Scarcely had I time to enter the summer-house, when my mother approached. Now was the moment of my trial at hand; a deadly sickness came over me, and it was with difficulty I could save myself from fainting. The next moment my mother entered the summer-house, and she no sooner beheld me, than she uttered a loud scream of astonishment, and became, as it were, paralyzed to the spot.
‘Mother! mother!’ I cried, in frantic tones, ‘if I may still call you by that dear name;—oh, pardon your imprudent, but not guilty daughter!’

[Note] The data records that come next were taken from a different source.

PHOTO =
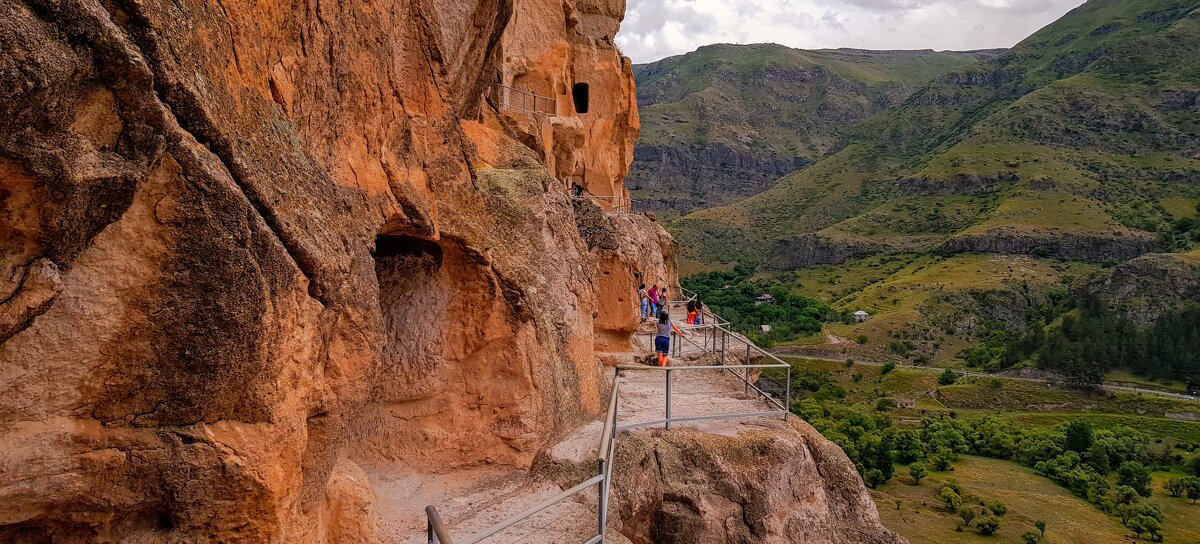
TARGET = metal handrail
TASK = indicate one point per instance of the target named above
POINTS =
(437, 531)
(621, 204)
(525, 101)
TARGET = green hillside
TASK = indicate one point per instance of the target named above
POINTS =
(726, 121)
(1083, 142)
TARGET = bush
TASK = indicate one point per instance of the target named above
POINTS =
(997, 508)
(988, 525)
(917, 471)
(951, 500)
(967, 514)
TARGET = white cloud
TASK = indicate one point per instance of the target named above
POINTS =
(654, 29)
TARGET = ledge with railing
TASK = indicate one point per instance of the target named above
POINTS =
(616, 203)
(769, 381)
(511, 97)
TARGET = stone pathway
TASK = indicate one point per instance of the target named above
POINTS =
(475, 498)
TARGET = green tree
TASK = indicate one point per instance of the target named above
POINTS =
(988, 525)
(1176, 486)
(1079, 436)
(874, 477)
(917, 471)
(1135, 476)
(999, 508)
(1192, 485)
(952, 500)
(1126, 495)
(967, 514)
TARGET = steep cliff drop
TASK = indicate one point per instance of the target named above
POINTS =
(269, 268)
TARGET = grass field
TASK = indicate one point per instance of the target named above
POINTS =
(1029, 497)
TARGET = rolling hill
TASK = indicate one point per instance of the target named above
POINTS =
(726, 121)
(1081, 142)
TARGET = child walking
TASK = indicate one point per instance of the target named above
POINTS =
(663, 341)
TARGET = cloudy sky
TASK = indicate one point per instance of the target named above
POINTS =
(654, 29)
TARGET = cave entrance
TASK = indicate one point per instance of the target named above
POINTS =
(580, 93)
(412, 302)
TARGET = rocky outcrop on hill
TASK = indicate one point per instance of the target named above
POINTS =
(1149, 286)
(685, 178)
(1060, 244)
(774, 483)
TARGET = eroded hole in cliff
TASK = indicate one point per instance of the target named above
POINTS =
(580, 94)
(412, 303)
(454, 378)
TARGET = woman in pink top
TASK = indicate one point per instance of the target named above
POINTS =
(654, 299)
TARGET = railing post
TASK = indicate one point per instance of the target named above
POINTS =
(669, 398)
(604, 500)
(787, 396)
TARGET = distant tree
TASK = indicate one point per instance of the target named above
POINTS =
(999, 508)
(967, 514)
(1135, 476)
(1126, 495)
(917, 471)
(988, 525)
(1192, 488)
(1176, 486)
(941, 462)
(952, 500)
(874, 477)
(1079, 436)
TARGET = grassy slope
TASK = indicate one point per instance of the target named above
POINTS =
(1029, 497)
(766, 101)
(1074, 111)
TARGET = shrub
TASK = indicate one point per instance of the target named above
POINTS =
(967, 514)
(997, 508)
(988, 525)
(917, 471)
(951, 500)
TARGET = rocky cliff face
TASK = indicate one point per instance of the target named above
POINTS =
(249, 246)
(247, 243)
(777, 483)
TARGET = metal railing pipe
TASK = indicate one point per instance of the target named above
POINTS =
(436, 531)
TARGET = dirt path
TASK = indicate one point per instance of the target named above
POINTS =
(473, 500)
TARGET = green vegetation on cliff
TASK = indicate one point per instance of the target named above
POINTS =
(1083, 142)
(725, 121)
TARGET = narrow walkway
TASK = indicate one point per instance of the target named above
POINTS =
(475, 498)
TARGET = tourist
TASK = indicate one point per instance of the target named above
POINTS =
(663, 341)
(653, 296)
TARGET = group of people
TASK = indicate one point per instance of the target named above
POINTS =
(654, 304)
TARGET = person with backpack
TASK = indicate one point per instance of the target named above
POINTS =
(663, 340)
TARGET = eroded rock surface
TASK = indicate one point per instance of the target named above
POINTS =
(768, 482)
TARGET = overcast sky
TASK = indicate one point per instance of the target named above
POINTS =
(654, 29)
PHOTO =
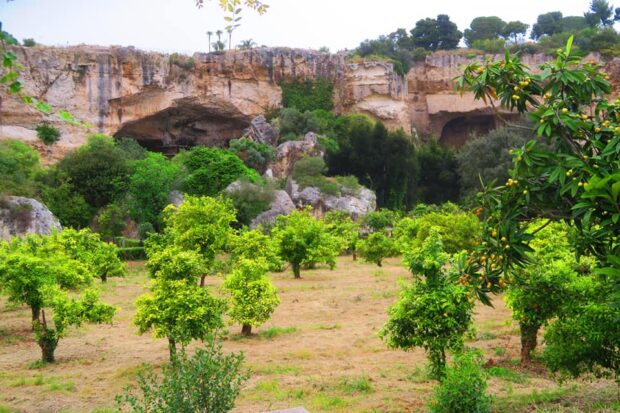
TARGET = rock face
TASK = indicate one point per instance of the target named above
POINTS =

I could say no more, but sank at her feet. A pause of several moments ensued! my mother being too much overpowered by her emotions to speak; but at length, in a voice choked with agony, she exclaimed:—
‘Wretched girl! dare you again to approach that home, those parents whose hearts you have rendered desolate? Guilty, miserable girl—’
‘Oh, no, no,’ I interrupted hastily, ‘imprudent, cruel, I have been, dear mother, but your child returns to you as pure as when she left you. I appeal to heaven to attest my innocence. Oh, my mother, pardon the poor prodigal, who erred alone through youth and inexperience, and who is now ready to make all the atonement in her power.’

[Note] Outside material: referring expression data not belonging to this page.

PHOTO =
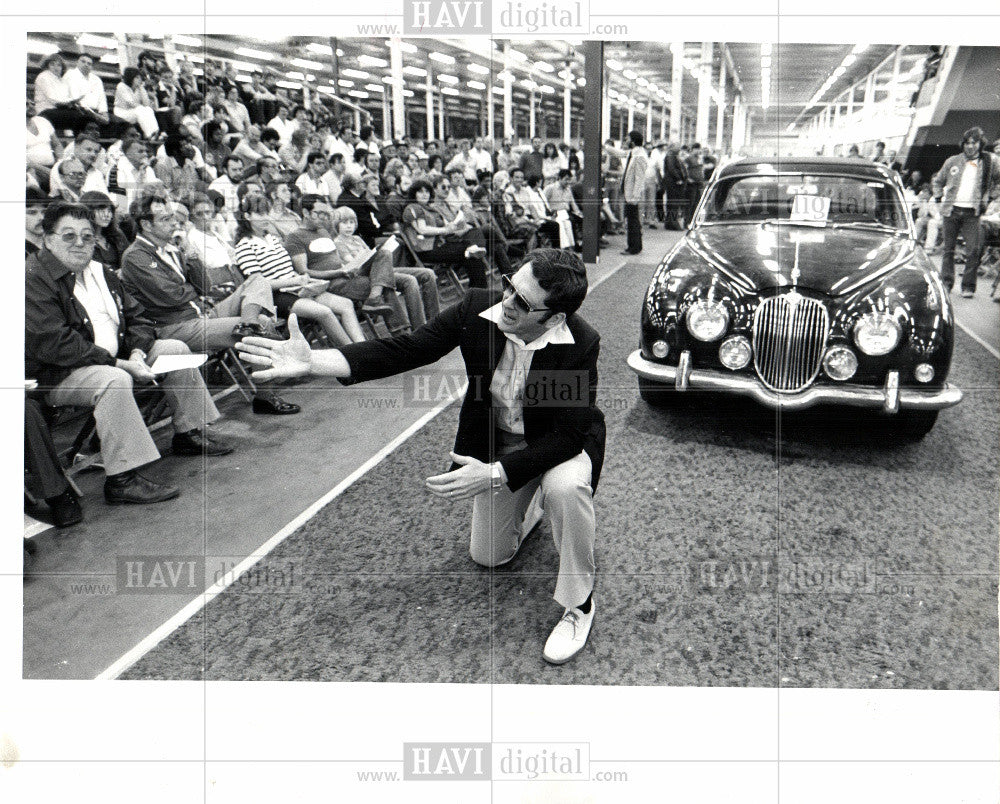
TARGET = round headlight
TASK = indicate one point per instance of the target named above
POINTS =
(840, 363)
(877, 333)
(735, 353)
(707, 321)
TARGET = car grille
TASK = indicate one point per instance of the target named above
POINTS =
(789, 333)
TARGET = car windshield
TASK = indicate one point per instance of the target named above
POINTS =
(813, 200)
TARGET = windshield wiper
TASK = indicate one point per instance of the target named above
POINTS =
(882, 227)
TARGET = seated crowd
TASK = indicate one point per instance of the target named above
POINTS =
(198, 210)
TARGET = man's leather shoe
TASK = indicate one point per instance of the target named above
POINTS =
(271, 403)
(569, 636)
(65, 509)
(195, 442)
(132, 488)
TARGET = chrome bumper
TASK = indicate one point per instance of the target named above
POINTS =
(890, 398)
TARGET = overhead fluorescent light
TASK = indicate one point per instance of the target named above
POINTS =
(308, 65)
(90, 40)
(40, 48)
(262, 55)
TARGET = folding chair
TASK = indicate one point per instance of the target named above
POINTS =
(445, 271)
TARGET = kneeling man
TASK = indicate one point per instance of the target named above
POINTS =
(530, 435)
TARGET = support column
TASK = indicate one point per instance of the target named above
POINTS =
(429, 103)
(704, 96)
(567, 106)
(508, 127)
(720, 119)
(398, 101)
(676, 90)
(605, 106)
(441, 129)
(593, 143)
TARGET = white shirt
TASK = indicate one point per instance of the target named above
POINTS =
(967, 190)
(91, 290)
(511, 374)
(90, 87)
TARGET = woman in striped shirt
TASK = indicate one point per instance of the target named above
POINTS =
(259, 251)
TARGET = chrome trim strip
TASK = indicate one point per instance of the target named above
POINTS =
(856, 396)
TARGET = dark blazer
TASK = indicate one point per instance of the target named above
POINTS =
(58, 335)
(164, 295)
(554, 432)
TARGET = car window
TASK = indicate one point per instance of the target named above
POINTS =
(851, 200)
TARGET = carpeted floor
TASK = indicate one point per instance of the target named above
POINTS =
(727, 555)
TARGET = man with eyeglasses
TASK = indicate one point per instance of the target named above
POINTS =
(964, 185)
(530, 436)
(87, 342)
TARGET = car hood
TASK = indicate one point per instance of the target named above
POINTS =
(825, 260)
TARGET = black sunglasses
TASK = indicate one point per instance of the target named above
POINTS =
(519, 300)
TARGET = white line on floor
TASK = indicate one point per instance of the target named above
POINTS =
(193, 607)
(992, 350)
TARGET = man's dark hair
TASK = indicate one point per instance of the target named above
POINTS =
(419, 184)
(33, 197)
(561, 275)
(63, 209)
(309, 201)
(975, 133)
(142, 208)
(129, 74)
(86, 136)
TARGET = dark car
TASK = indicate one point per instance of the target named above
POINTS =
(799, 283)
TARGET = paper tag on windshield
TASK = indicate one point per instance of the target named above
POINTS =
(810, 208)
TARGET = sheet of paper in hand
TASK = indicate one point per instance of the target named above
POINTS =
(167, 363)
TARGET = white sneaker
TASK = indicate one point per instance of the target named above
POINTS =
(569, 636)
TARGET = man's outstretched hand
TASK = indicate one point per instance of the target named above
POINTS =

‘Can this be true? Have you indeed not endeavored to deceive me?’ ejaculated my mother, eagerly, and her eyes beaming, fixed with a penetrating glance upon my countenance, as though she would read all that was passing in my soul. ‘But no, it is impossible. How can you be innocent, uncontaminated? did you not abandon your home, your parents, and throw yourself into the arms of a villain, who—’

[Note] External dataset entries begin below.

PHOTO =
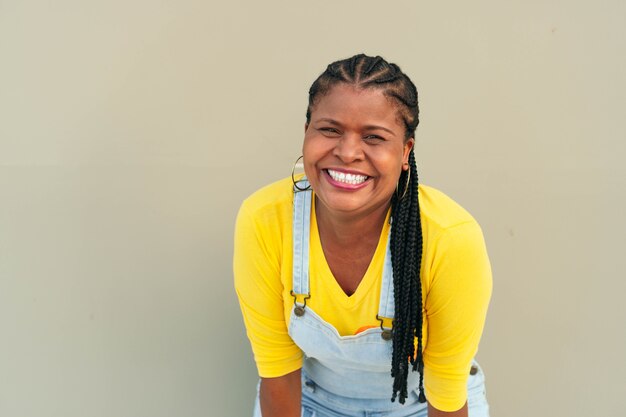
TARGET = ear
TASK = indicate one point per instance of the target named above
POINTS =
(405, 153)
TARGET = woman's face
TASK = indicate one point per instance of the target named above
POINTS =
(354, 150)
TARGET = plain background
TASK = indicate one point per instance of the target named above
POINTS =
(130, 132)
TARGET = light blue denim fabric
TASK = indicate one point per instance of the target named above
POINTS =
(350, 375)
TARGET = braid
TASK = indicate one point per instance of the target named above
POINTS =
(366, 72)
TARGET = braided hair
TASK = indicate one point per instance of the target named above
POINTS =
(367, 72)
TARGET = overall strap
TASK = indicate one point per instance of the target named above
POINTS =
(301, 233)
(386, 306)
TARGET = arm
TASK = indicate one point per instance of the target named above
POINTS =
(281, 396)
(456, 305)
(433, 412)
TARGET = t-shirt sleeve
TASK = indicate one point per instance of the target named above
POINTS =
(256, 266)
(456, 306)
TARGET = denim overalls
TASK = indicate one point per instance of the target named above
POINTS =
(351, 375)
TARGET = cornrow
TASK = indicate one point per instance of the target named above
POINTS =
(367, 72)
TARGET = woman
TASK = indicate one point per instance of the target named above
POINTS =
(358, 287)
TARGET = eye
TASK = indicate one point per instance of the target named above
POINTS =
(329, 131)
(373, 138)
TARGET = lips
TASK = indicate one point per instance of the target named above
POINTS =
(347, 177)
(346, 180)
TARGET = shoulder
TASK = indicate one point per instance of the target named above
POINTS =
(440, 211)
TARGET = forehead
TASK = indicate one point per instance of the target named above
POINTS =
(346, 103)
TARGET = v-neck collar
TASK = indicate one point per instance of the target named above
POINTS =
(372, 275)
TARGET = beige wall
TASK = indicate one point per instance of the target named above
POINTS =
(131, 131)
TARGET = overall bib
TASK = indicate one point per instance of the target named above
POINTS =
(348, 376)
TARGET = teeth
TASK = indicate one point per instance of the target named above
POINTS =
(347, 178)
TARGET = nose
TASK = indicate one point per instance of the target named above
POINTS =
(349, 148)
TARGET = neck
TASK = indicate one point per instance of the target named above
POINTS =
(347, 229)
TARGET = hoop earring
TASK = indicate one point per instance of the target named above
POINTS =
(406, 185)
(295, 183)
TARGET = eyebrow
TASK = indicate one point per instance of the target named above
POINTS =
(368, 127)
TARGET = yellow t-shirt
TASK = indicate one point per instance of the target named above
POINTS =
(455, 277)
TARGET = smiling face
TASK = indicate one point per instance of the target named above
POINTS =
(354, 150)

‘Oh, mother, believe it not,’ I returned, with the tears at the same time streaming down my cheeks. ‘I acknowledge that by the most base and subtle means, and in a moment of thoughtlessness and imprudence, Mansville got me into his power, and bore me far away from my home. But I thought that he meant to act honorably towards me. He told me he would make me his bride. I was too ready to believe him, and day after day he made some plausible excuse to postpone the fulfilment of his promise. Think not, however, that I suffered nothing. That you were ever absent from my thoughts, or that the fondly cherished recollections of my home, that home I had quitted, ceased to torture my mind. Bitter, indeed, were the pangs I endured. Ofttimes would I have fled the place and returned hither, but I dreaded to meet the reproaches of my parents. When, however, Mansville threw aside the mask, I overcame that dread, and your unhappy daughter has come back to solicit your forgiveness, with her virtue as unsullied as when she left you.’
During the time I was speaking, the agony evinced by my mother needs no description, and when I had ceased, in a paroxysm of delirious transport, she snatched me from the earth and enfolded me in her arms, exclaiming—
‘My child—my long lost Clara! Yes, I do indeed believe you, and pardon you, Oh, this is a happiness that I never expected!’
‘Mother, dear mother!’ I cried, in a tone of gratitude and delight which I cannot adequately describe, ‘to be suffered once more to speak to you in this place—to hear those blest words—to know myself pardoned. My heart is so full. Thus, thus only can I thank you.’